Bear had stared because he’d had no choice. His jaw had dropped as his nerve-endings tingled. But he’d controlled it, only giving into that depraved suggestion for far less time than it would have taken a cobra to strike.
This didn’t end up on the photos.
But then, at the computer, tracking a war plane which might have originated in Baghdad (in that country which—curiously enough—was once Babylonia), he became transfixed by the changing of the blip on the screen. It became a horrifying little cartoon of a roc, the giant bird of prey of Arabian mythology. What was it carrying in its claws, a man? Bear leaned closer. No, it wasn’t a man; it was a bald eagle.
And something was wedged in the screen itself, a sliver several inches long.
>
Bear reached out and touched it, surprised to discover it had substance, that he could feel it in three dimensions. He pulled at one end, tugging with a grunt, the fibers of it clinging to the matrix of the screen. Finally, it came free.
Bear stared at it, musing. He’d had many such hallucinations before, if that was what the visions could be termed, but never had physical proof of one. This was a feather. He ran the tip of his finger along its softly textured edge. His finger came away red and wet. He sniffed at it and detected the unmistakable salty rust of blood.
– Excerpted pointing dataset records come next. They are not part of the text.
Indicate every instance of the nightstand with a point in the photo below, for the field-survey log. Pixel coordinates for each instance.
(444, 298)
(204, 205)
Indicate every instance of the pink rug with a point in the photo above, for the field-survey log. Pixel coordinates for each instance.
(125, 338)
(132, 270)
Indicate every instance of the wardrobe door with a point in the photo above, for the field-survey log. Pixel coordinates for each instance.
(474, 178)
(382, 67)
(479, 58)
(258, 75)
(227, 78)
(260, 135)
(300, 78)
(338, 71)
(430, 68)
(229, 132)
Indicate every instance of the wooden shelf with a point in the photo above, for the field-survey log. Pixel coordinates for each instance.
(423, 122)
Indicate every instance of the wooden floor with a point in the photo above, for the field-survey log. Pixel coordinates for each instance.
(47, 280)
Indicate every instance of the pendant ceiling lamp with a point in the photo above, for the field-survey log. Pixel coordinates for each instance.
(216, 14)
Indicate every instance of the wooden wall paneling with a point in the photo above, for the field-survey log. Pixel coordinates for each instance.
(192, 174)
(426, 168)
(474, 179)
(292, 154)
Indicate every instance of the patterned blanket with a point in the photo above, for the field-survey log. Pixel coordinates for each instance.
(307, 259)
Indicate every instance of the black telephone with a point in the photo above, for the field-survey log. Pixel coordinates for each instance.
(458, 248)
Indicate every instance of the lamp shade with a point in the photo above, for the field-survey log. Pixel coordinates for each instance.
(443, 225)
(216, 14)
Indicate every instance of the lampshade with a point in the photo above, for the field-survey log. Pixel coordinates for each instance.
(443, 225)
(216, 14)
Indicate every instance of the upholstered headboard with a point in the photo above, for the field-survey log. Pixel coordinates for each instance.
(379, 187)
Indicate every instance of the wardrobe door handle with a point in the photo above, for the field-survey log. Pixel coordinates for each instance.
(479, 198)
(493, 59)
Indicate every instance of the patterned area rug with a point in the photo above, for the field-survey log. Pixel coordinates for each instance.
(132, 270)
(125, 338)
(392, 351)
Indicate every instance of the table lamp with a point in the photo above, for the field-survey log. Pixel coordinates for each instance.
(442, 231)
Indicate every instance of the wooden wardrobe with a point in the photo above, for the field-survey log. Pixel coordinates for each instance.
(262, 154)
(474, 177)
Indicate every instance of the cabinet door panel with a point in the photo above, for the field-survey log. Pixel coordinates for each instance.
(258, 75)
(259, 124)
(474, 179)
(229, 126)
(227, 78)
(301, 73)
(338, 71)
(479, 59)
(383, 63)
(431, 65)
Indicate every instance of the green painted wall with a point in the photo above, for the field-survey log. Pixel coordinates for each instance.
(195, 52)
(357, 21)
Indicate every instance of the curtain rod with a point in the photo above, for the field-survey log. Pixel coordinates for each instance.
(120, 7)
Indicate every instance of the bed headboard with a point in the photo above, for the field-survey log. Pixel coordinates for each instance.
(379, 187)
“Corporal!” shouted an officer behind him, looking over his shoulder. “What? Are you on hashish? That blip…”
The officer had reached around him to get at the keyboard. It was then that Bear heard the thunder, felt the earth shaking. The roc had disappeared on the screen but the plane had not. The officer was trying to send the alert but it was too late. The Iraqi bomber had dropped its load.
Bear leaped to his feet and ran outside. He saw fire, shrieking twirling torches of what had been his fellow warriors emerging from smoking ruins of barracks. The hand he’d used to pull the feather out of the screen with was clenched tightly in a fist. But the feather had disappeared. The blood was gone as well. Only its smell remained.
He put his hand in his pocket and removed the finger broken off from the wall. He’d expected it to be gone but there it still was. Not totally an illusion. A fetish, yes. But it was turning the color of red brick. And it was getting hard, not in the way of a frozen solid digit but in the way of those materials made by man to mimic stone.
Bear recalled not really breathing again after the Iraqi attack. Even after he was discharged for failing to obey any more orders, such as: stand up, take this gun, change your uniform, eat. He’d begun to ignore everything but the command to sleep.